What Could Be Simpler?

What delivers good value for dollar on vacation? Atlantic editors and contributors share their thoughts

By Benjamin and Christina Schwarz

October 1999 ATLANTIC

9910carGOOD value comes to those who procrastinate. Sometime in late June we’ll realize that we never managed to plan a summer trip, so we’ll toss the cat into the back of the car and drive out of town. Of course, we have to avoid all popular destinations (notoriously bad values), because they’re already booked, so we travel back roads through the kind of places that wouldn’t rate one star in the Michelin guide. In this way we’ve gotten a sense of our country — seen the light change abruptly in the middle of Oklahoma from the soft, hazy glow of the East to the brilliance of the West, and seen architectures, populations, and accents shift in the South as we travel from low country to wire grass to piedmont to highlands.

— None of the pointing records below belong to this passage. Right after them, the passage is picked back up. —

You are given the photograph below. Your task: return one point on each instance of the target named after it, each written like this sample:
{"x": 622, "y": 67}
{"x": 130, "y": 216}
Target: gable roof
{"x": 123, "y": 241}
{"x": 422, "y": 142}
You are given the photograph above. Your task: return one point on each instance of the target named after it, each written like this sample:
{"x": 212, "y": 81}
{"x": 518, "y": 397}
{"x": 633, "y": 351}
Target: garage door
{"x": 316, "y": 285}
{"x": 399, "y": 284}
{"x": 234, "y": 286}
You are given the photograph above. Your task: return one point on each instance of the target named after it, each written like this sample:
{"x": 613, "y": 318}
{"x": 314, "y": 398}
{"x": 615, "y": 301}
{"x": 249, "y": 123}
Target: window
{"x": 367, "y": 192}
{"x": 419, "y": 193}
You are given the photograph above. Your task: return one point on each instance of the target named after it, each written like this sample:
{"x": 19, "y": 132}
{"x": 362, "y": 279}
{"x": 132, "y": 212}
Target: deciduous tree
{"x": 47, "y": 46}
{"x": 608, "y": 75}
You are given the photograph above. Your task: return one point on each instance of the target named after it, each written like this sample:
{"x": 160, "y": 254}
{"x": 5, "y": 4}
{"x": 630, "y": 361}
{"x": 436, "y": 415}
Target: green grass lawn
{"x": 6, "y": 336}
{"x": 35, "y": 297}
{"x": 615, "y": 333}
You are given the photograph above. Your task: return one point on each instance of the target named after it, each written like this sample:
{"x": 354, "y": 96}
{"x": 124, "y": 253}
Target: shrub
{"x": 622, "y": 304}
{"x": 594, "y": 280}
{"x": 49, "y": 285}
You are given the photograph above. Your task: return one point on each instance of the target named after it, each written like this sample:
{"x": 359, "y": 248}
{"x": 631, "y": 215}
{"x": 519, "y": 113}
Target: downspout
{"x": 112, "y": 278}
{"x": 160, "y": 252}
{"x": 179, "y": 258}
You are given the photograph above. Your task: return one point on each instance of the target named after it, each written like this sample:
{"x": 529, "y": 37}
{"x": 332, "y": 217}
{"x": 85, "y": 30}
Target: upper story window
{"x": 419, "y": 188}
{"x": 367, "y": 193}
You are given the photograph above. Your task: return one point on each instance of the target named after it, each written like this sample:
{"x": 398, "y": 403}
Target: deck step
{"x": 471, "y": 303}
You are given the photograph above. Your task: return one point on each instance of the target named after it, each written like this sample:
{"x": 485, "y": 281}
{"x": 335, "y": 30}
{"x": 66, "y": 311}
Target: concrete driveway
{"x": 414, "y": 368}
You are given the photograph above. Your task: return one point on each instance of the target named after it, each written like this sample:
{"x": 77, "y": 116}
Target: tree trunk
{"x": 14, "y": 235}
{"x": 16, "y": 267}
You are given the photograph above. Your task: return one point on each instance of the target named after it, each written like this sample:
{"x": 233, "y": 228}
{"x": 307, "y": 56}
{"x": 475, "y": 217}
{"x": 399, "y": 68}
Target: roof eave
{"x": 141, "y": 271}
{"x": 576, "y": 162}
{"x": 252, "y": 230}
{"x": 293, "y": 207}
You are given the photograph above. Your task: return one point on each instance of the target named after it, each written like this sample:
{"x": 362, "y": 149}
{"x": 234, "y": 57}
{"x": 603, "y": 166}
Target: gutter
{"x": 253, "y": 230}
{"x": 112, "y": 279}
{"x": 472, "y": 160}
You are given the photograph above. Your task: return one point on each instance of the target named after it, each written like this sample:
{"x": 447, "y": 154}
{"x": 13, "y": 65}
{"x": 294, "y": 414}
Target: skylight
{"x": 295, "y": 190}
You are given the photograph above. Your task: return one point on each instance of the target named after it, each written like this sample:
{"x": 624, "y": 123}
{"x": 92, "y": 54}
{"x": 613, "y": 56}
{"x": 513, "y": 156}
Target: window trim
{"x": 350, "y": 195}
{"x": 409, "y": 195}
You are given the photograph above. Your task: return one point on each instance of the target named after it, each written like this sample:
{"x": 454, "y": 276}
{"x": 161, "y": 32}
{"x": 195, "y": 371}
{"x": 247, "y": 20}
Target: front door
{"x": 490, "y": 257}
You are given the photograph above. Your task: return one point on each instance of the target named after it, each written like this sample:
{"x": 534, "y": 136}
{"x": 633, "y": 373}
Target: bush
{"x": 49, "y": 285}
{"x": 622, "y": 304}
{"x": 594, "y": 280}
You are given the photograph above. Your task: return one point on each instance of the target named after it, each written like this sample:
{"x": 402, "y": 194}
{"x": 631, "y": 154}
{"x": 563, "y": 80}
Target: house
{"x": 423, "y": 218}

If the purpose of a trip is not just to see something new but actually to feel somewhere else, this kind of travel fulfills it perfectly. Sometimes we’re forced to eat in Pizza Huts and sleep in unairconditioned cinder-block motels, but more often, as we slip in and out of the everyday life and distinct pleasures of rural towns so markedly different from the urban center where we live, we discover sights and tastes and charms we would never have anticipated: fireworks over the fields of Great Bend, Kansas; a concert on the village green of Oberlin, Ohio; the huge yellow hills of the Walla Walla Valley; the best fried chicken in Arkansas (and therefore probably the best in the world); the shady courthouse towns of mid-Georgia; blue-ribbon pie in Middlebury, Indiana; and tasteful old hotels, sometimes surprisingly grand, in towns like Arcata, California, and Marathon, Texas, and Harrodsburg, Kentucky. No one would think of making a special trip for any of these experiences, but in the end they’re the things that make a trip worthwhile.